Samedi, le lendemain de cette présentation, le marchand de patates douces est repassé. Quand il était venu la première fois, une quinzaine de jours après notre installation dans cette maison, à bord de son camion surmonté de deux lampions rouges, à l’arrière duquel se voyait un long foyer où brûlait un feu de bois et dont les haut-parleurs beuglaient une litanie traînante et métallique de muezzin (que je n’ai jamais véritablement écouté), je crus à un rite funéraire.

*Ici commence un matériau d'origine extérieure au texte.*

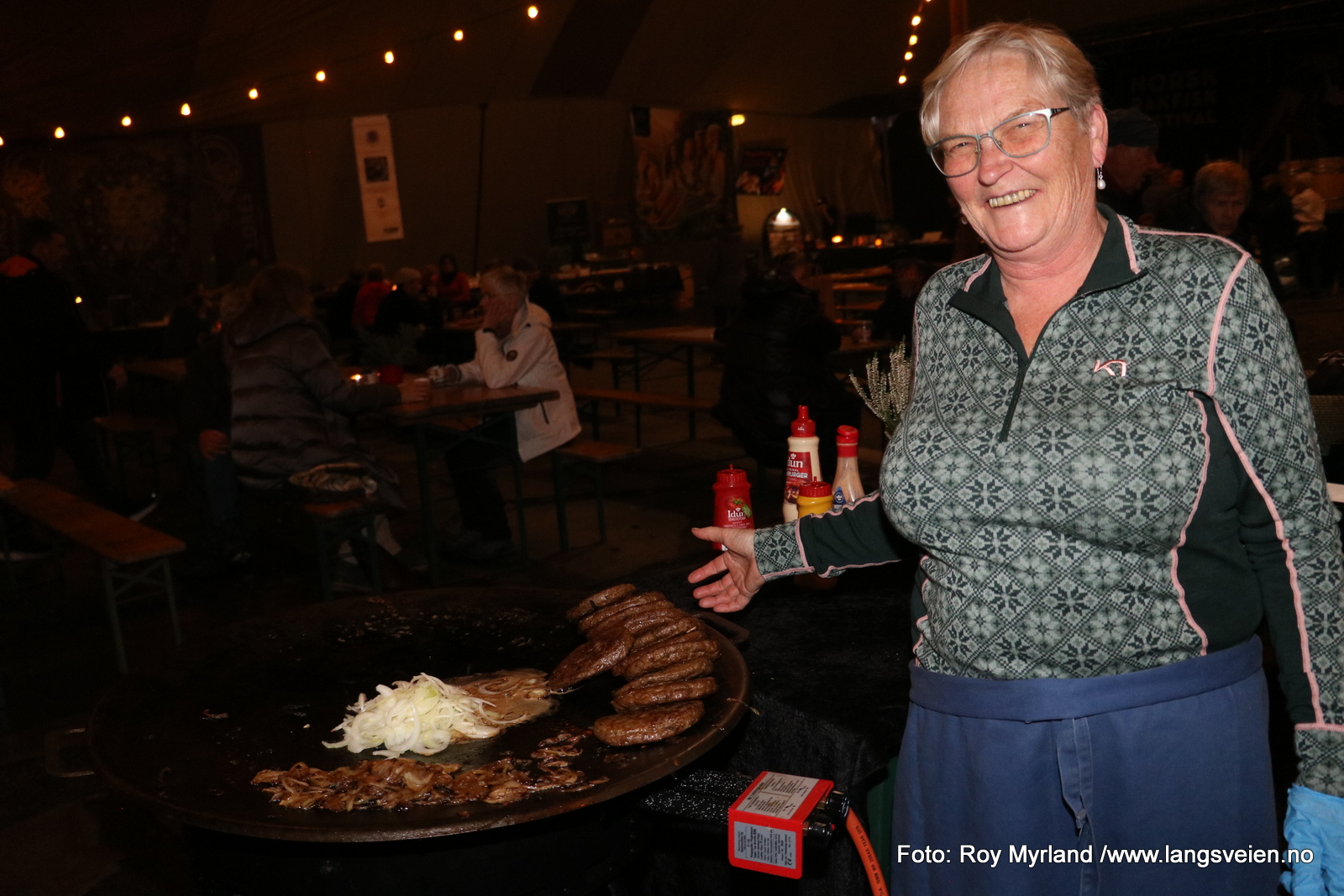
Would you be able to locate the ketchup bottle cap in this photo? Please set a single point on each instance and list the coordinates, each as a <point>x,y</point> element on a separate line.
<point>732,477</point>
<point>803,426</point>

C’était un mort du quartier que l’on baladait de rue en rue afin d’annoncer le triste événement. Il subissait peut-être même là sa crémation et les voisins se recueillaient sur son passage. « Machin san est mort. Machin san est mort. Priez pour lui ! Priez pour son âme ! » Personne ne sortait mais j’imaginais des prières et des pensées derrière les rideaux des maisons. J’en frissonnais un peu mais puisque le Japon s’annonçait différent, je m’ouvrais à tout.
Un mois plus tard environ, je crus remarquer un camion identique, garé dans une rue à Tokyo. Il faisait jour et j’osai m’approcher assez afin de confirmer l’hypothèse du rite funéraire. Si mort il se trouvait, on l’avait laissé sans surveillance. Le camion paraissait assez usé et manquait un peu de déférence et d’étiquette avec son tas de bois, sa ferraille et son foyer recouvert de planches en contreplaqué. Deux affiches A4 vendaient des patates douces à tant de yens. Non, le Japon ne promenait plus ses morts que je sache.

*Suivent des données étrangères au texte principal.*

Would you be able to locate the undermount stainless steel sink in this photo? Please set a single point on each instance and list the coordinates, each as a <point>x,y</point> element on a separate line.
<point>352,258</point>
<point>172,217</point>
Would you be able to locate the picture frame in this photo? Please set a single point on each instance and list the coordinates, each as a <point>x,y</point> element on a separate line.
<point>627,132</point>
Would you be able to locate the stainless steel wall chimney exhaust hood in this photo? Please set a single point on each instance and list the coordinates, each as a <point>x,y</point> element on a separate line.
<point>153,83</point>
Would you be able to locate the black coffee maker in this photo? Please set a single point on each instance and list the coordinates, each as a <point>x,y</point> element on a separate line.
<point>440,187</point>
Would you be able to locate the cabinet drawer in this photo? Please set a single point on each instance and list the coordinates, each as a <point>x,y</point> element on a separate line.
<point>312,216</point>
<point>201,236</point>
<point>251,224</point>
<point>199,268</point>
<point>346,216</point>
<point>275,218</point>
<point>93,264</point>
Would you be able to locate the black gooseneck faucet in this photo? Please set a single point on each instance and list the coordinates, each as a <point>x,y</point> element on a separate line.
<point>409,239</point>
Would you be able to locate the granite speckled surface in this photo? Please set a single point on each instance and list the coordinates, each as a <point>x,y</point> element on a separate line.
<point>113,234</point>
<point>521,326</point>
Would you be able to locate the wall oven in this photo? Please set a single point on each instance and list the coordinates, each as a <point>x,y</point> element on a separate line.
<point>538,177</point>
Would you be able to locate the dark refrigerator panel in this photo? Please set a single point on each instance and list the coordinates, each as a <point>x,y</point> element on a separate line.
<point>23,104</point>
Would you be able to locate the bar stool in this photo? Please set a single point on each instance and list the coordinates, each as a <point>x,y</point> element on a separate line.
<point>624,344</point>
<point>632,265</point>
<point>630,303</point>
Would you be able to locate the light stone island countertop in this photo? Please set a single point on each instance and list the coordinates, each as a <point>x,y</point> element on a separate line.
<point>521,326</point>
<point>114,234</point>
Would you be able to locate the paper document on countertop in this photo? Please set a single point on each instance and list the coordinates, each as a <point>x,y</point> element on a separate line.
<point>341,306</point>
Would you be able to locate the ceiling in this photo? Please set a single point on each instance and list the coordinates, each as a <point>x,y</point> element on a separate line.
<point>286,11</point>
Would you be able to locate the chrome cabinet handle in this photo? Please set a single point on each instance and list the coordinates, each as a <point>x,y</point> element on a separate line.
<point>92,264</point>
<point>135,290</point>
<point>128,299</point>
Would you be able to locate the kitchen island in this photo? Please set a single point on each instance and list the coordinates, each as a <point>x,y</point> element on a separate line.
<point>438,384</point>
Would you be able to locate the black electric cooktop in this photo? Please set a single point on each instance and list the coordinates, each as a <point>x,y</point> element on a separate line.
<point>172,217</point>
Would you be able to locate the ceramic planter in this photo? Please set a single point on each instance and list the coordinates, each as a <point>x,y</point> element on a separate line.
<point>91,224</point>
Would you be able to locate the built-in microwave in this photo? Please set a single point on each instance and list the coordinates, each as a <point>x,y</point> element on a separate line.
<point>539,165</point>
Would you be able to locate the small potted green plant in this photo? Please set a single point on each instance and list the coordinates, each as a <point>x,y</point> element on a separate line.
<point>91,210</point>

Quand j’ai entendu la complainte ce samedi, peut-être deux ans après jour pour jour, si le gars suit un planning, je m’exclamai dans ma cuisine : « C’est le marchand de patates douces. ». Je me précipitai sur le pas de la porte en le hélant avec mon bras et un mot en anglais « Wait! » dont je suis sûre que la nuit rendit invisible et le chant du muezzin inaudible. Je rentrai attraper mon porte-monnaie et je courus vers lui, persuadée qu’il serait passé désormais. Il s’était arrêté deux maisons plus haut, avait éteint son biniou le temps qu’il connaissait à la ménagère pour trouver ses sous.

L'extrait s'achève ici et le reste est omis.